Northwest has announced that customers may now print their boarding passes at international fax machines after checking in for flights over the Internet as the airline expands its boarding pass by fax option to international locations.“This enhancement makes the speed and convenience of nwa.com check-in available to more of our customers worldwide,” said Al Lenza, vice president of distribution and e-commerce. “Particularly when traveling, many of our customers have told us they often have easy access to a computer and the Internet, but not to a printer. This enhancement allows them to check in from a laptop or other computer no matter where their travels take them around the world and have their boarding pass waiting for them at their hotel, a nearby office or another location.”

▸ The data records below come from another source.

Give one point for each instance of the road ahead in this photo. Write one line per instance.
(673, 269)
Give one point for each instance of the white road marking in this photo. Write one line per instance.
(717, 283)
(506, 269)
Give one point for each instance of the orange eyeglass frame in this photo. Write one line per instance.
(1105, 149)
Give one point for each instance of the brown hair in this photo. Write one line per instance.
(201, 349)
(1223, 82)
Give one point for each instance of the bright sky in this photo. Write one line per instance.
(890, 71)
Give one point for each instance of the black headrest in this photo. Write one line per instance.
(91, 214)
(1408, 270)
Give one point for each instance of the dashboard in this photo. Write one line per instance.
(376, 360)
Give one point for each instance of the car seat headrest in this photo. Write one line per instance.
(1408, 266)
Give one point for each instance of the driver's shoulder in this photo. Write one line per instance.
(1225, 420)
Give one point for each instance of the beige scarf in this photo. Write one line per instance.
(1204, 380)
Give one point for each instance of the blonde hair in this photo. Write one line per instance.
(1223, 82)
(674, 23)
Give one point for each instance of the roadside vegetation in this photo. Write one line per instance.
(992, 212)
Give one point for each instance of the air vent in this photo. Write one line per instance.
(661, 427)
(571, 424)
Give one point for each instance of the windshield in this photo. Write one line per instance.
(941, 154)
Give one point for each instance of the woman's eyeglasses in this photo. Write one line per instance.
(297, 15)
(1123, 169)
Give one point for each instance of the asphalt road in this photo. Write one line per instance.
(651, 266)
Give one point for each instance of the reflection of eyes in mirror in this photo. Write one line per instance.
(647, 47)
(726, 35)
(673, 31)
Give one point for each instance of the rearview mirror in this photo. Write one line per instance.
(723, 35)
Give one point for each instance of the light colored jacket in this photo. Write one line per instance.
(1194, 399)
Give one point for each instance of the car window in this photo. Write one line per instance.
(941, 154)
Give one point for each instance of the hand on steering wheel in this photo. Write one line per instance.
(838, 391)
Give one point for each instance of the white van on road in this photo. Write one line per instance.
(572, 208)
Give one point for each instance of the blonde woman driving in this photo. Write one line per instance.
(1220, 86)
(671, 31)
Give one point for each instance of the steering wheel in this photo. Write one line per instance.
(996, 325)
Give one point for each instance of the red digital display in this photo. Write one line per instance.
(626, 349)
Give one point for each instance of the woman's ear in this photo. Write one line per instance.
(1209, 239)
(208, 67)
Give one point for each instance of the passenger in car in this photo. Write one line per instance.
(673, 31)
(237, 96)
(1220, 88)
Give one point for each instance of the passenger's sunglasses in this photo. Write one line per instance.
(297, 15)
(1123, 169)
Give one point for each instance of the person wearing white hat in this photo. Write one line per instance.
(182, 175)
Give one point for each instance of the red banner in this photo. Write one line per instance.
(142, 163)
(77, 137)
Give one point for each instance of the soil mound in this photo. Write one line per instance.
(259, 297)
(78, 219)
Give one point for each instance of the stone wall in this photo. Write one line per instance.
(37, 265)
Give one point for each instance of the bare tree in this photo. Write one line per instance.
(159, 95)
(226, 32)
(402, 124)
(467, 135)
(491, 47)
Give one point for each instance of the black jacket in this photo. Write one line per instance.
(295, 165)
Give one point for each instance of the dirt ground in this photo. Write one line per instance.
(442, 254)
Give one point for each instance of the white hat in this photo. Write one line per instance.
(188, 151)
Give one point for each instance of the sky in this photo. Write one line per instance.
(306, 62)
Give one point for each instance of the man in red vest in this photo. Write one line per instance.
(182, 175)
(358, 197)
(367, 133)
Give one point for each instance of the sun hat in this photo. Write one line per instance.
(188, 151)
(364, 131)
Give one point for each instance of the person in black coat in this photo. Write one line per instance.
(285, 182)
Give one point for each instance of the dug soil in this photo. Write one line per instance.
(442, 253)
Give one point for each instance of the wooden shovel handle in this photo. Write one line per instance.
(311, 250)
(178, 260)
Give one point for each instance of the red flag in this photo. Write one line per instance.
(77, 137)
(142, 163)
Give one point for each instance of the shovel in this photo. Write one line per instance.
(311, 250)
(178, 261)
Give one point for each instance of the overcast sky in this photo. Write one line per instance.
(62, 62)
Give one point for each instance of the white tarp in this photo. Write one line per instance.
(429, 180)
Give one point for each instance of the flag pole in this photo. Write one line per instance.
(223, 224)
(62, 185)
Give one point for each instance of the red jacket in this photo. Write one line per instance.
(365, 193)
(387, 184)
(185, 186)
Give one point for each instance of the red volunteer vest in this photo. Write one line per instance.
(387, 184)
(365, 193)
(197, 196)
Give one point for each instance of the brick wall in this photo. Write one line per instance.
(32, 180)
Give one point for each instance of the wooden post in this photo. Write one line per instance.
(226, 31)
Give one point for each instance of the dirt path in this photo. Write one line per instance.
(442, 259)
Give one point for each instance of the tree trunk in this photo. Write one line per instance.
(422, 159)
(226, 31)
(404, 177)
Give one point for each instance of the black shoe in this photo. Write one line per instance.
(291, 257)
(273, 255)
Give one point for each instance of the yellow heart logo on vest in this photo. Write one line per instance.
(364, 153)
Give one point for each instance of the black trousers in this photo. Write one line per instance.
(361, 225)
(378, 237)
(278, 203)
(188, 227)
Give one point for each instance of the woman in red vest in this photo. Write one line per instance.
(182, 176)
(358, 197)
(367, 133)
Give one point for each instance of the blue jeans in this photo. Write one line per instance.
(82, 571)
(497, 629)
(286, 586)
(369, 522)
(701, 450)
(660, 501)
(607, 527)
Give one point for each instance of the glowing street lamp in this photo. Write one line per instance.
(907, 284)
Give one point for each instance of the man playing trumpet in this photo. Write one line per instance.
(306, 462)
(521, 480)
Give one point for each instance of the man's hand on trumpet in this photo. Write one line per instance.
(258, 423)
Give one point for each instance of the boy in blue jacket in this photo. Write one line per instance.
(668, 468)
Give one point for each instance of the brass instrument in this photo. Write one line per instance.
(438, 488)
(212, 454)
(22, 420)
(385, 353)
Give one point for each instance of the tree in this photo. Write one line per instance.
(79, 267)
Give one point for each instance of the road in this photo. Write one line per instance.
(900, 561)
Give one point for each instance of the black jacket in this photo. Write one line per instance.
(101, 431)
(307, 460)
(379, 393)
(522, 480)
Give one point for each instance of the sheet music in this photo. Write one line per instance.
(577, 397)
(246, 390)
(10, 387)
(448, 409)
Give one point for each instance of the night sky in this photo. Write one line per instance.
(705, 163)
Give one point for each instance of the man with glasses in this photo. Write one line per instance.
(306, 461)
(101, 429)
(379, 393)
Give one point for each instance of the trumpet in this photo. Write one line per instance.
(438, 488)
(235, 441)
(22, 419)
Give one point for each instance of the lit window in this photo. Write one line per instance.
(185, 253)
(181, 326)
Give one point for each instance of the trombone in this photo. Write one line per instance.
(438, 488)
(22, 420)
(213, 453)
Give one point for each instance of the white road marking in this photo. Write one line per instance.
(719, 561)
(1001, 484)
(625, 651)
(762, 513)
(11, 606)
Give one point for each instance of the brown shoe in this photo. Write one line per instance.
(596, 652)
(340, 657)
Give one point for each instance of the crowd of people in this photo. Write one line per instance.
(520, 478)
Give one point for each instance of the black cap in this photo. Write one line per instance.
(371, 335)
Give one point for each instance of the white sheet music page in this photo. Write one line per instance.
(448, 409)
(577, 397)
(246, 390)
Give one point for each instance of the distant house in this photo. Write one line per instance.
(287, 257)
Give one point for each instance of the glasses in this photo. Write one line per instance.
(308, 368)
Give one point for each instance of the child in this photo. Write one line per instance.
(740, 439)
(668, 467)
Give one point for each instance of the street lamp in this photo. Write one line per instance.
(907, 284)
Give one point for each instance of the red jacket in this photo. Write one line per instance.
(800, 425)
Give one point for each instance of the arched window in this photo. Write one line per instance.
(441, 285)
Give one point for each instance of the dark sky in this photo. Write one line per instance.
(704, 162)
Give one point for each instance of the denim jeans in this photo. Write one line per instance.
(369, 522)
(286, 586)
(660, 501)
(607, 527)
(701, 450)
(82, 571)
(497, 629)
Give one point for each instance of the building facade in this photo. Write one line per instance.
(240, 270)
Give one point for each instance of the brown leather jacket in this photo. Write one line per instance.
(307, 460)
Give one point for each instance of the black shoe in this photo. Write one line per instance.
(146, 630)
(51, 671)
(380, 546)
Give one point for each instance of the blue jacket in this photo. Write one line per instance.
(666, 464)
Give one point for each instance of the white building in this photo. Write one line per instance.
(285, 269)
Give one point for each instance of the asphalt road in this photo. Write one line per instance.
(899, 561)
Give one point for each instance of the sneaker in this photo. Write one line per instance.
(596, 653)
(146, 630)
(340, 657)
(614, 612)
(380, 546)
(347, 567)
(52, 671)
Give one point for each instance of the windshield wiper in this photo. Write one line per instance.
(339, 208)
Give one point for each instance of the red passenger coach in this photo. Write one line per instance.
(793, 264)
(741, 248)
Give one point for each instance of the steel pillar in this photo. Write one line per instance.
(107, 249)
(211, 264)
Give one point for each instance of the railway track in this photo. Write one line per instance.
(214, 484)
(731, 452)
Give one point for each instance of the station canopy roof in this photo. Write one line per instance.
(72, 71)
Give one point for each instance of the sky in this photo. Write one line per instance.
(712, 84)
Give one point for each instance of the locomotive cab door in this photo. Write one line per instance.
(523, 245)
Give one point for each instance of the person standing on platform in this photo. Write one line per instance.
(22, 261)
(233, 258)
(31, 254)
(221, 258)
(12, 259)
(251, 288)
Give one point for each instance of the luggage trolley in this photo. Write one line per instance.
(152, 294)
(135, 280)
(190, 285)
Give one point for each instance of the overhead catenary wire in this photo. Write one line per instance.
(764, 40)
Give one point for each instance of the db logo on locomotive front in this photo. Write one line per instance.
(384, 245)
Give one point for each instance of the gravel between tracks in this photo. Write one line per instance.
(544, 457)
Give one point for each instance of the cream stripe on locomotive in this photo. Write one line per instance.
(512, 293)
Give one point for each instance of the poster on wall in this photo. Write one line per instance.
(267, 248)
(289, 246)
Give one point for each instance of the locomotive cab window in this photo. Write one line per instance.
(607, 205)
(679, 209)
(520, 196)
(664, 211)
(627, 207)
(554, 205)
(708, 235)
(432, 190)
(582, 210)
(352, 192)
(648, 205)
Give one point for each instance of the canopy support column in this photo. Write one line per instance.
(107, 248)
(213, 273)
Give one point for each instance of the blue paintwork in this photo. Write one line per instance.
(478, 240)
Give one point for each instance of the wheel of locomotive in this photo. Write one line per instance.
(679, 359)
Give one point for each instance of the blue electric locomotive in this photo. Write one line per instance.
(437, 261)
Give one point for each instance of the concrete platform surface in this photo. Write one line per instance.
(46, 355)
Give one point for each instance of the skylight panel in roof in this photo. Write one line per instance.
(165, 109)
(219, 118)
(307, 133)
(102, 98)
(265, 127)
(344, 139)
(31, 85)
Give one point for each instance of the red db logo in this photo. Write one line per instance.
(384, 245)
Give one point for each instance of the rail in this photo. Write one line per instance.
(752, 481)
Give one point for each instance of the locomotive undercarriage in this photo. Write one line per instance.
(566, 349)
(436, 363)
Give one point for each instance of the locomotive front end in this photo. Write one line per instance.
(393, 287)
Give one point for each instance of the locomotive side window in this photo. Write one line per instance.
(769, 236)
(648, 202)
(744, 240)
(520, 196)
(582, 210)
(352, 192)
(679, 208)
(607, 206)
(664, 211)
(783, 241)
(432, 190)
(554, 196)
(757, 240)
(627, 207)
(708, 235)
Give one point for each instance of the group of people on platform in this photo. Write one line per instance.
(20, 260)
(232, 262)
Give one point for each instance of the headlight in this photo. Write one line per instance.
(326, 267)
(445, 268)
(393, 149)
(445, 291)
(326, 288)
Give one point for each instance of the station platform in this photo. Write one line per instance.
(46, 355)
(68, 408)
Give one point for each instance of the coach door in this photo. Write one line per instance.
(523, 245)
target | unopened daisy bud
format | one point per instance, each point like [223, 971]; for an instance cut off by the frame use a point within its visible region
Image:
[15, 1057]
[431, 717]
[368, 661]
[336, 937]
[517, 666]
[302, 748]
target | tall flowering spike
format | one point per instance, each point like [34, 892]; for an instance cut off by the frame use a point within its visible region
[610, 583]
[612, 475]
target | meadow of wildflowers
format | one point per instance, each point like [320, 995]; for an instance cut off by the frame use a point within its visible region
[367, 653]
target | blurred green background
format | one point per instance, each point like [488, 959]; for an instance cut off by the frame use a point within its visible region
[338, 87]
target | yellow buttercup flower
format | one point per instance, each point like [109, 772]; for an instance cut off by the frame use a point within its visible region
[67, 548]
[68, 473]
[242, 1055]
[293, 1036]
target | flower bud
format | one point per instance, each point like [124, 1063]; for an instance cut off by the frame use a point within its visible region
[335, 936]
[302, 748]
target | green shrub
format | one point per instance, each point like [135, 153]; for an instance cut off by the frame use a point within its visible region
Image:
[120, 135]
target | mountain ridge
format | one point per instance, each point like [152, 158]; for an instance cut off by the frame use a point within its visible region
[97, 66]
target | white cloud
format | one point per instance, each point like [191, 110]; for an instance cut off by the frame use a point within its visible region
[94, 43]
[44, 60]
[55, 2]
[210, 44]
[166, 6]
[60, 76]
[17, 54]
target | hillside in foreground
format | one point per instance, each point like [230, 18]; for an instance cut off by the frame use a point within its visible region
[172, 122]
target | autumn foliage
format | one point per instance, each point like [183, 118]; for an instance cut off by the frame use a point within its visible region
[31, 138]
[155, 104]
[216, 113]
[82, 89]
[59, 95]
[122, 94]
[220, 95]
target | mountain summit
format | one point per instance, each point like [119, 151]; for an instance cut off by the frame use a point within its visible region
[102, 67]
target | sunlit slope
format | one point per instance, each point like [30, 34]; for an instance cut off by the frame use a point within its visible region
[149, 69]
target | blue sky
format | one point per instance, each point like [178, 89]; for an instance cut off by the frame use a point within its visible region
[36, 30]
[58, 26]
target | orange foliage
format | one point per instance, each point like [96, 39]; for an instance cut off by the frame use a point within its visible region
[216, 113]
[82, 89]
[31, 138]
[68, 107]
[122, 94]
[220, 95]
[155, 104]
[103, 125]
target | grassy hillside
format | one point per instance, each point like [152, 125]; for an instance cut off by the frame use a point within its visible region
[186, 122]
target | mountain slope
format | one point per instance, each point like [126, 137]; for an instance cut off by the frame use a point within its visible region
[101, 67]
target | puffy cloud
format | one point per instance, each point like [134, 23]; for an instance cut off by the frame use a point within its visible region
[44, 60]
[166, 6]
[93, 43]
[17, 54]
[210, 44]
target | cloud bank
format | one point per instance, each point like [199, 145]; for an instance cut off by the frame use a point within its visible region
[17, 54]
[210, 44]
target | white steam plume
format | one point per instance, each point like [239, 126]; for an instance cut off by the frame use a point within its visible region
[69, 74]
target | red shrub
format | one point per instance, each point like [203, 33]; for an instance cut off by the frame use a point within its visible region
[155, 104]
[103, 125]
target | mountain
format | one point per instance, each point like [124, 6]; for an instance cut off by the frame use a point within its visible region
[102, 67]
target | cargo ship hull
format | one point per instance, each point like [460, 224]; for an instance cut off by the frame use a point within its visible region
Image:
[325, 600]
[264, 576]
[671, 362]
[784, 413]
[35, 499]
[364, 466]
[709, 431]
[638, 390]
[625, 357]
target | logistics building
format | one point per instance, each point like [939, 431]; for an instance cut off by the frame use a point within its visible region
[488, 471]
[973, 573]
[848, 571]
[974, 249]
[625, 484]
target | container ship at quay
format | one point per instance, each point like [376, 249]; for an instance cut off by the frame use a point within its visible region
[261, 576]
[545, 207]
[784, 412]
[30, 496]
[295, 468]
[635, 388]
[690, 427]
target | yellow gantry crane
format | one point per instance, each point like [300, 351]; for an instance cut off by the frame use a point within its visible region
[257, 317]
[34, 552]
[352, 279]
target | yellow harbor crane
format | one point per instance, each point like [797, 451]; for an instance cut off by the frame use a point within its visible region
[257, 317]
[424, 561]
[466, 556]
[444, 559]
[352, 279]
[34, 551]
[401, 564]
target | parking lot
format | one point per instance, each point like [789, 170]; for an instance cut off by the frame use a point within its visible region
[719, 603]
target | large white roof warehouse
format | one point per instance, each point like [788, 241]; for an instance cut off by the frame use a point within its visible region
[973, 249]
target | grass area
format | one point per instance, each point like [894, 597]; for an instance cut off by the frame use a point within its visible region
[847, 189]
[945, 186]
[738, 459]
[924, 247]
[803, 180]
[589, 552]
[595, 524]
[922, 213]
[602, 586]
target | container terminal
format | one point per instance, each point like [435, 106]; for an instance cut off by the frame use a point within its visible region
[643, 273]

In July 2005, Northwest enhanced its Internet check-in service to allow customers to select from either the “print boarding pass” or “fax boarding pass” option after beginning the check-in process at www.nwa.com. If the “print boarding pass” option is selected, the boarding pass is sent to a nearby printer. If the “fax boarding pass” option is chosen, customers are asked to enter a fax number, and the service faxes the boarding pass to them at the number of their choice. Initially, the service was able to send boarding passes to North American fax numbers. More than 200,000 Northwest customers have received their boarding passes using the fax feature since its implementation last year.
Self-service check-in is the preferred form of check-in for the vast majority of Northwest’s customers, allowing them to speed through the check-in process in as little as 90 seconds. During the month of September, 83 percent of Northwest’s customers checked in for their flights over the Internet at the airline’s www.nwa.com Web site or at one of 1,100 self-service check-in kiosks located in 229 airports spanning the globe. Northwest has kiosks in more locations than any other airline in the world.
Usage of Internet check-in has continued to grow and now accounts for a larger percentage of self-service check-ins than at any time since the service was first launched by Northwest in November 2000. Of the 83 percent of Northwest customers using the self-service check-in option during the month of September, one-third of them checked in over the Internet and two-thirds used kiosks.